Yeah, that’s the other thing, Benite does tons of AP classes. “I have AP Chemistry, AP Statistics, Engineering, AP computer science…I always forget my classes a lot,” Benite explained. She did leave out AP Literature, which piggybacking off of how English isn’t her first language, is pretty cool.
Right before Benite left the refugee camp, she was about to graduate high school, but when she moved here, her transcript listed many of her classes with Fs, Ds, Cs, and Bs – none of which were up to Benite’s standards. She spent much of her junior year catching up on classes and improving her grades where she felt she needed to. Benite’s GPA was 2.7 when she moved here, and she really wanted to be at the top of her class. In just one year, she completed 19 courses in credit recovery and bumped her GPA up to 4.02.
Benite competed her science fair project “Comparative Analysis of Machine Learning Algorithms for Gene Expression Level” at the SARSEF (Southern Arizona Research, Science, and Engineering Foundation) science fair, winning the Scientific Resilience Award. From there, she moved on to the Arizona Science Fair, with the hopes of moving to ISEF, the international science fair.

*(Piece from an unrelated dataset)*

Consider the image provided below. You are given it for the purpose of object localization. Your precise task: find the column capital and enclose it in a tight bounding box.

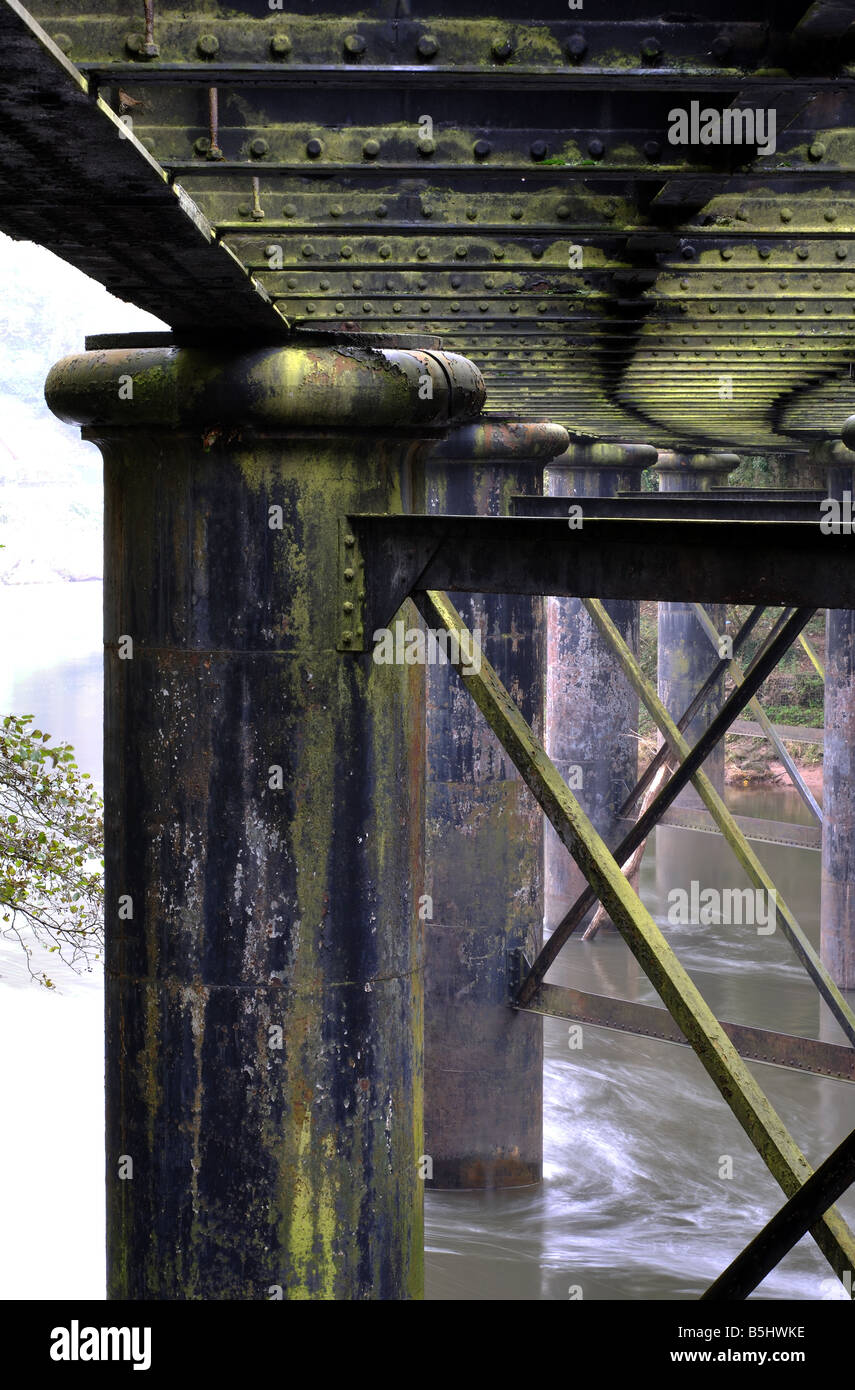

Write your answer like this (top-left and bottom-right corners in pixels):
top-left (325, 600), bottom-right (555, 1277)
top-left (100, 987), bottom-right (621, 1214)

top-left (44, 343), bottom-right (487, 435)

Although Benite fell short of ISEF, she still has some exciting things coming for her last summer before college. She is currently debating which of the camps she wants to go to: Med-Start or Keys. Both are prestigious camps at the U of A which Benite has been accepted to. KEYS is a research program that brings students to the U of A to work alongside top faculty members to complete a project that will contribute to society. Med-Start helps students get ahead on courses they will be taking when they go to college.
Benite found her passion for science – specifically medicine – and will be using it to study neuroscience. She will do her undergraduate studies at the U of A, staying close to home, but she dreams of going to Harvard one day, and I fully believe with her perseverance and dedication, she will. Benite says, “I feel like if anyone wants to do something, they should really do it…You can do anything you want to.”
Benite’s story is one of the limits of human tenacity. Her story is one that I find great inspiration in. Benite – I believe you can do anything you want in life, you have already accomplished so much.